When using ChatGPT through the web or mobile app, it can use persistent memory when the feature is enabled. I opted in.
It helps, but it does not always preserve the exact patterns I want it to remember. Sometimes the output feels bland. Sometimes details drift. In the worst cases, the model confidently produces something that does not match the record I remember.
That does not necessarily mean something broke inside an OpenAI data center.
Hallucinations can happen for several reasons: insufficient context, ambiguous prompts, incorrect sources, faulty retrieval, or the probabilistic nature of language models.
But in my particular use case, I realized that the memories and patterns I wanted the model to recognize were not structured well enough.
So I went to Codex and decided to work on that part myself.
Codex has an archiving option for its threads. Archived session transcripts are stored under:
$CODEX_HOME/archived_sessions
On Windows, the default location is typically:
C:\Users\<username>\.codex\archived_sessions
Inside that directory are newline-delimited files, commonly called .jsonl files. These can serve as records of the conversations, instructions, tool calls, and outputs produced during Codex sessions.
They are Codex session transcripts and not automatic copies of ordinary conversations from ChatGPT web or mobile.
This is where we can improve continuity and pattern recognition.
An AGENTS.md file can provide persistent guidance about how we want Codex to behave: communication style, working agreements, directory conventions, legal checks, and other instructions that should apply consistently.
But archived .jsonl files do not automatically become an additional index simply because AGENTS.md exists.
Codex still needs to be explicitly instructed to read or search them. Better yet, we can build a retrieval process that extracts only the parts relevant to the current conversation.
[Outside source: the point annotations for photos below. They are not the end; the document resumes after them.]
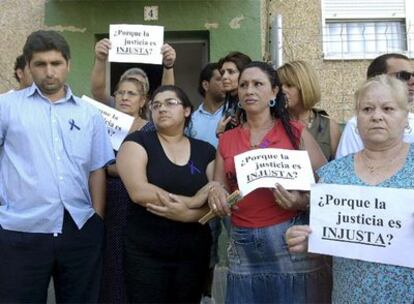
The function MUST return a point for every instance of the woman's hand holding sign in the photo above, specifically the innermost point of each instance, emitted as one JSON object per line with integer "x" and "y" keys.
{"x": 291, "y": 200}
{"x": 297, "y": 238}
{"x": 217, "y": 200}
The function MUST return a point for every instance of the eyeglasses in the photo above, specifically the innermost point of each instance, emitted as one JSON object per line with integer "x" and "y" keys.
{"x": 169, "y": 103}
{"x": 404, "y": 75}
{"x": 129, "y": 94}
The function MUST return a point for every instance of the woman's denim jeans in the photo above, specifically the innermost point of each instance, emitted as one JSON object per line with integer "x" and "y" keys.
{"x": 261, "y": 270}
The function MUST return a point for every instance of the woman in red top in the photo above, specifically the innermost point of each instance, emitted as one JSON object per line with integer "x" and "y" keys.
{"x": 261, "y": 270}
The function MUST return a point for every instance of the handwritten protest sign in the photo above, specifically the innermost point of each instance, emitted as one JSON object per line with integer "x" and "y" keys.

The problem is that it cannot simply be: Hey, archived sessions, please resync everything that happened. Once you are ready, we will start this new day.
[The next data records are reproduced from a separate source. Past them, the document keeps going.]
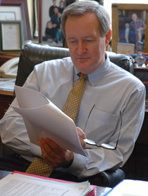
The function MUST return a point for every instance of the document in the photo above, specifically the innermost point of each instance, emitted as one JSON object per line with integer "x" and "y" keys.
{"x": 43, "y": 119}
{"x": 22, "y": 184}
{"x": 130, "y": 188}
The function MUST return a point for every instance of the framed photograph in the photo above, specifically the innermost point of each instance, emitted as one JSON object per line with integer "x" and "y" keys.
{"x": 7, "y": 16}
{"x": 21, "y": 10}
{"x": 11, "y": 35}
{"x": 50, "y": 22}
{"x": 129, "y": 26}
I mean, why make AI do all the harvesting?
Why give it the entire sugarcane farm and ask it to cut the cane, operate the mill, remove the waste, refine the sugar, and serve the final product?
That is where human involvement should begin.
We can trim the properties that are not necessary for memory retrieval. We can remove repeated system instructions, tool noise, expired authentication data, and unrelated events. We can retain useful timestamps, user messages, final responses, decisions, and shift recaps.
Instead of feeding AI the entire sugarcane farm, we can process the cane ourselves and provide cleaner sugar.
Then AI can handle the final refinement, and I am guilty of not doing this yet.
At the moment, I am still working on an automation or script that can capture the information that is genuinely useful to my coding agent. A rollout .jsonl file contains several record types that can be filtered, normalized, or discarded depending on the use case.
For remembering the context of one session, a single .jsonl file may be manageable.
But what happens when we are dealing with a month or an entire quarter of archived rollout files?
Loading everything consumes more tokens. It introduces more noise. And more context does not automatically produce better understanding.
Sometimes better pattern recognition begins with humans doing the cleaning first.
Christian Martinez may not need any of this. Martinez already has the artistic ability to recognize rhythm, energy, and resonance and turn them into songs that make people move. Maybe Martinez uses AI today; maybe not. That is not something I should invent.
One thing is certain: if Christian also uses AI to enhance the craft, I will probably dance again when the next phenomenal song arrives.
Oh, btw, Christian also composed Totoy Bibo, Don Romantiko, and yes Kendeng Kendeng by Willie Revillame.
Oh, ang galing-galing mong sumayaw!
Stay tuned for the automation scripts once I figure out the anatomy of these .jsonl files.
Less noise, fewer tokens, better continuity.
Better craft and output, just like the songs Martinez creates.
Gosh! Christian, you really made us dance with your products.